La herida de lo sagrado

La semana pasada leí en la prensa una larga e íntima entrevista a un padre en duelo por la muerte de su hijo, ocurrida a 11 días de cumplir 18 años. En los diez días de licencia que corresponde por la partida de un hijo, escribió un libro para volcar sus reflexiones acerca de su duelo, acerca del vínculo con su hijo, del empobrecimiento de la función de la generación adulta de acompañar a los hijos a asentarse en la vida, y de cómo continuar el vínculo con su hijo más allá de la vida. Era una entrevista muy convocante, porque en medio de su drama, este padre reflexionaba serenamente sobre las cuestiones más cruciales: cómo estamos viviendo y cómo estamos muriendo.

Este domingo celebramos la fiesta de los fieles difuntos e, independiente de los matices de unas u otras iglesias cristianas, esta es una fiesta muy extendida, incluso con antecedentes en el Antiguo Testamento y bien a los inicios del cristianismo, porque a todos nos hace mucho sentido recordar a nuestra familia del cielo. Por eso, aún hoy vemos que los cementerios se llenan de gente que se acerca a visitar sus tumbas, a poner flores y tener momentos de comunicación y recuerdo de los seres queridos difuntos.
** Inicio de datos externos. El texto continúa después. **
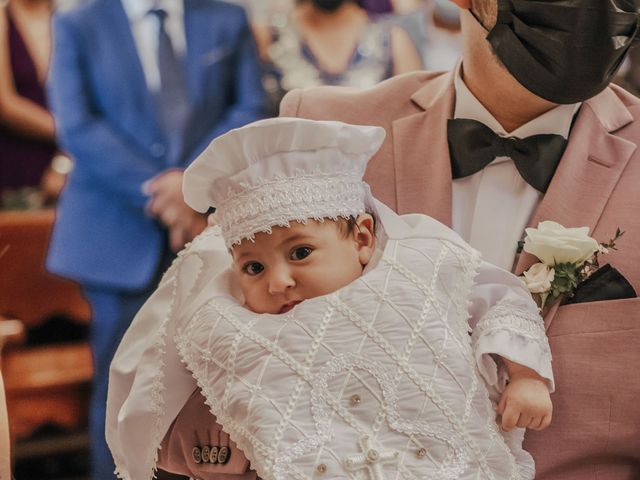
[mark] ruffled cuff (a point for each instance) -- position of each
(516, 335)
Un tema de la entrevista mencionada, se refería a cómo hemos ido perdiendo el cuidado de las formas y los ritos con relación a la muerte. La muerte, ese horizonte último e ineludible de la existencia humana, ha sido durante milenios el núcleo en torno al cual se han articulado los sistemas de creencias, los rituales comunitarios y las estructuras de significado de las sociedades. Sin embargo, actualmente, con nuestro culto a la razón, la técnica y la eficiencia, se ha expulsado a la muerte de la esfera simbólica, sagrada y comunitaria, confinándola a los fríos espacios hospitalarios y a la gestión burocrática. Hoy ni siquiera es sencillo acceder a rituales religiosos para nuestros familiares cuando fallecen.
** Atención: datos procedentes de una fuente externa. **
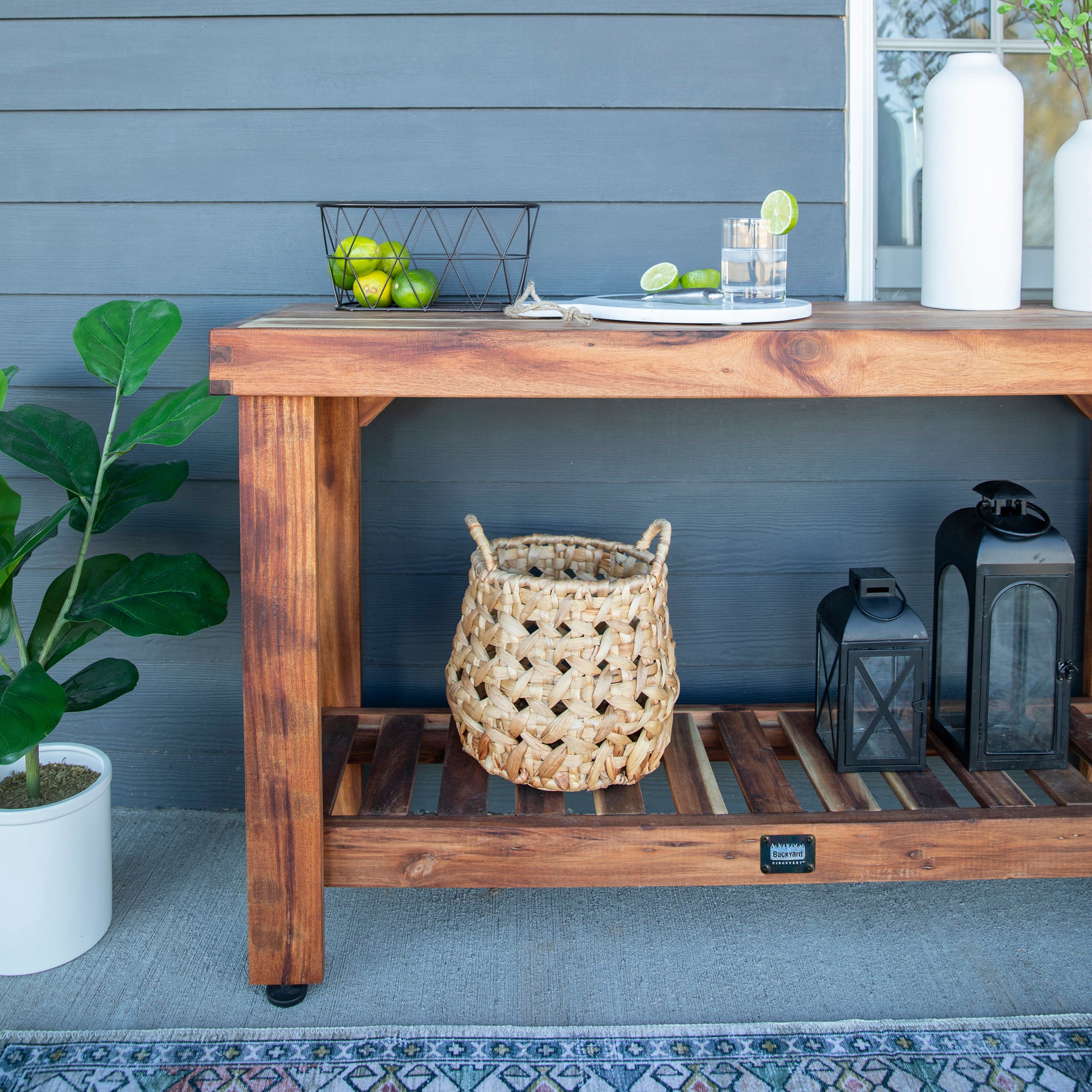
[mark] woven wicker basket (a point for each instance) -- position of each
(563, 669)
Todo esto tiene profundas consecuencias. Antiguamente, se asistía a la muerte de alguien. Hoy se lucha contra la muerte de un enfermo. Al ser arrancada del ámbito de lo sagrado y lo familiar, la muerte se convierte en un hecho exclusivamente biológico. «La muerte ya no es un intercambio simbólico, sino una deuda biológica que se paga”, dijo el filósofo Jean Baudrillard. Ya no es un tránsito metafísico, sino una «falla técnica» del organismo. Hay aquí “algo sagrado, profundamente herido”. En muchos ámbitos necesitamos repensar las cosas, pero especialmente en el modo en que estamos viviendo el tránsito de la muerte, “necesitamos un mejor diálogo con lo sagrado”.

En el evangelio de hoy, Jesús nos dice: “Todo aquel que me da el Padre viene hacia mí; y al que viene a mí yo no lo echaré fuera, porque he bajado del cielo, no para hacer mi voluntad, sino la voluntad del que me envió. Y la voluntad del que me envió es que yo no pierda nada de lo que él me ha dado, sino que lo resucite en el último día. La voluntad de mi Padre consiste en que todo el que vea al Hijo y crea en él, tenga vida eterna y yo lo resucite en el último día’’. Estas palabras de Jesús representan para nosotros la experiencia mediante la cual, a la naturaleza biomaterial, la humanidad toda, los pueblos, la historia, las culturas, así como el trabajo humano – esfuerzo, empeños y logros -, se nos abre la puerta para ser vecinos del cielo. Es el abrazo celeste que nos acoge y nos reconoce en todo lo que somos, como miembros irrevocables de la familia de Dios. Como escribió Teilhard de Chardin; “Para llegar a ti, es necesario que, partiendo de un contacto universal con todo lo que se mueve aquí abajo, sintamos poco a poco cómo se desvanecen entre nuestras manos las formas particulares de todo lo que cae a nuestro alcance, hasta que nos encontremos frente a frente a la única esencia de todas las consistencias y de todas las uniones.”

Estamos invitados a gozar y celebrar ritualmente la buena noticia de saber que no hemos perdido a quienes han partido, que no se pierden los esfuerzos en la tierra, que no se pierde el amor a todo y a todos quienes se ha amado. El abrazo celeste resucita, diviniza, mantiene vivo y vuelve todo eternamente fecundo. ¡Amén!